Tuesday, May 17, 2005

Bai Bai Baby

Before we talk about the next day of travelling, let's have a brief aside about the Bai people. Throughout their history the Chinese people have always seen themselves as surrounded by barbarians. When the Communists came to power they decided to categorise the ethnic groupings that fell within the country. Now every Chinese citizen must carry an identity card with them, which states which one of 55 ethnic nationalities the person is deemed to fall into. The Han are the vast majority, comprising 94% of the 1.3 billion people in China.

The ethnic groups (or minorities as the Han call them) have some incredible ways of life, fascinating culture, religion, social structures, farming systems and amazing traditional costumes and crafts, music, art and dance.

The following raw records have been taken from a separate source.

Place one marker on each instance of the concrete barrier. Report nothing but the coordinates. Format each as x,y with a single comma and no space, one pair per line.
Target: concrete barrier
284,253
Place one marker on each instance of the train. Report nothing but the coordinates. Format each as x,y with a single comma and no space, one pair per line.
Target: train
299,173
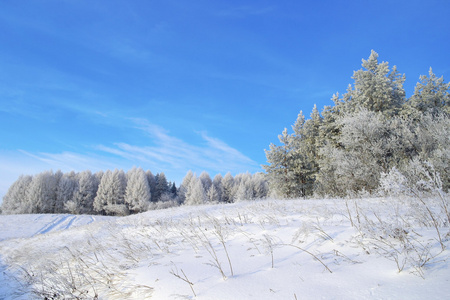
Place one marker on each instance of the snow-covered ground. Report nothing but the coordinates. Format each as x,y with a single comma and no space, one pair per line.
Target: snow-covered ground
269,249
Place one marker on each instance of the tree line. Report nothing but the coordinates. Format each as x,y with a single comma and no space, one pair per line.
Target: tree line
119,193
369,132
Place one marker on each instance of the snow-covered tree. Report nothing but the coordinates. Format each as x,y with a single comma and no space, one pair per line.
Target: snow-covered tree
195,194
228,188
83,197
151,184
260,186
183,190
15,200
431,95
161,188
218,187
103,192
111,193
65,191
206,180
376,88
137,194
41,194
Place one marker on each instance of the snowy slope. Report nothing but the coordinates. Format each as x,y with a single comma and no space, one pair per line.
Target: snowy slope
271,249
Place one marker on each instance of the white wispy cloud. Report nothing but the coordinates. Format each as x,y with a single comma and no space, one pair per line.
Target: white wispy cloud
165,153
173,153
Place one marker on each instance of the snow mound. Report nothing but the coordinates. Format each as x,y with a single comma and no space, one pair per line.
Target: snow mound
271,249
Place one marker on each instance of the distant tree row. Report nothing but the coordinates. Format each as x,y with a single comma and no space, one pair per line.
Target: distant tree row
370,130
119,193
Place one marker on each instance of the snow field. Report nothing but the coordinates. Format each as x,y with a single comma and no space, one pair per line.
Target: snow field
270,249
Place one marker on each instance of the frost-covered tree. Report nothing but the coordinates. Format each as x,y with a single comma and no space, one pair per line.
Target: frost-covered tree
260,186
292,165
218,187
41,194
103,192
228,188
67,186
161,188
376,88
431,95
280,167
111,193
83,197
15,200
151,184
213,194
137,194
183,190
206,180
195,194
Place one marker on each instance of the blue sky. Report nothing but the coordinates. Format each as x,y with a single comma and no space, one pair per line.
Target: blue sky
173,86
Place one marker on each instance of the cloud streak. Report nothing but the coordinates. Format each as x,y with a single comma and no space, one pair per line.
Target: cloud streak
172,153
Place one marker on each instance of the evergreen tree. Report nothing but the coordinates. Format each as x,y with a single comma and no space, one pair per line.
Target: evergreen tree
431,95
152,185
196,194
65,191
161,188
14,202
228,187
85,194
185,186
104,192
41,194
218,187
376,88
137,193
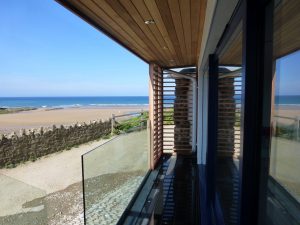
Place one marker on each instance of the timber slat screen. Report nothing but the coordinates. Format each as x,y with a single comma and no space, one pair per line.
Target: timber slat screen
177,111
156,114
228,148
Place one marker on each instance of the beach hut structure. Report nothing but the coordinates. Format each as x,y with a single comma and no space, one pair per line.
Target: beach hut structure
212,78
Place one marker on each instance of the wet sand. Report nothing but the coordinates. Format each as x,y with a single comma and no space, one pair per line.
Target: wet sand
13,122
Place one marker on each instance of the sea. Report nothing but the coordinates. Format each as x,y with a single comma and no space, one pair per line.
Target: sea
103,101
72,102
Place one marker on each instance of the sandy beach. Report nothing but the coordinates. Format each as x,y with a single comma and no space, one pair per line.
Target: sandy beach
44,117
50,188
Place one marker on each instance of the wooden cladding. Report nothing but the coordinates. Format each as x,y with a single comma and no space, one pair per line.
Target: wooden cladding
155,114
229,115
173,39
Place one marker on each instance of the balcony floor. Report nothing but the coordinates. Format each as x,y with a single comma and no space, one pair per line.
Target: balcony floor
180,192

Still listening? Well the point is this (albeit extraordinarily simplified by me, it's a complex issue and I don't know the half of it): As I mentioned in a previous post, in a country with over a billion people who pretty much can't leave, internal tourism is a huge industry. Of course the Han Chinese love nothing more than to come and experience the way the minorities live (as do all the Western tourists). This means there's a lotta bucks in it and Han entrepreneurs have found it easy to settle in these areas and open hotels, run tours for big groups of gawping sightseers or construct little sightseeing areas with fake traditional houses, waterfalls and totem poles (of all things).

Now the Han population vastly outnumbers the local ethnic groups in all these areas, the gorgeous little local towns are one-by-one becoming streets full of nothing but souvenier shops and it all feels like a bit of a hollow shell. A lot of the local peoples make their money hawking crap imitations of their handiwork to Han tourists or riding chairlifts with people. This scene has been repeated in a lot of places we'll been - groups of old women wearing traditional costumes busk by singing and dancing lethargically whenever tourists stroll by and then demand a handout. Pretty young Han women in Bai headdresses hold flags high and direct their tour groups down the cobbled streets of the old town. Giggling Han women pay a few cents to dress up in ethnic outfits and stike random poses while their boyfriends snap 500 digital photos. Then the boyfriends throw on hats made from the entire pelt of the endangered red panda and try to look indigenous. Oh and gormless Westerners pay local women to watch them pretend to wash their hair...



Oh it's also worth a buck to chain up a yak and have tourists take turns sitting on it and putting their arms up in the air for a photo.


The other moneymaker (apart from camera theft) is when middle-aged Bai women come up to young(ish) Aussie tourists with a little photo album full of awful furniture which they shove in one's face and say "Antique?". Before one can draw breath or lift an arm to wave her away, the lady leans in closer and hisses "Ganja, weed, smoke?" under her breath. This only happened about ten times a day to me in Dali.

Nine of those times it was the same hopeful woman. God bless the minorities!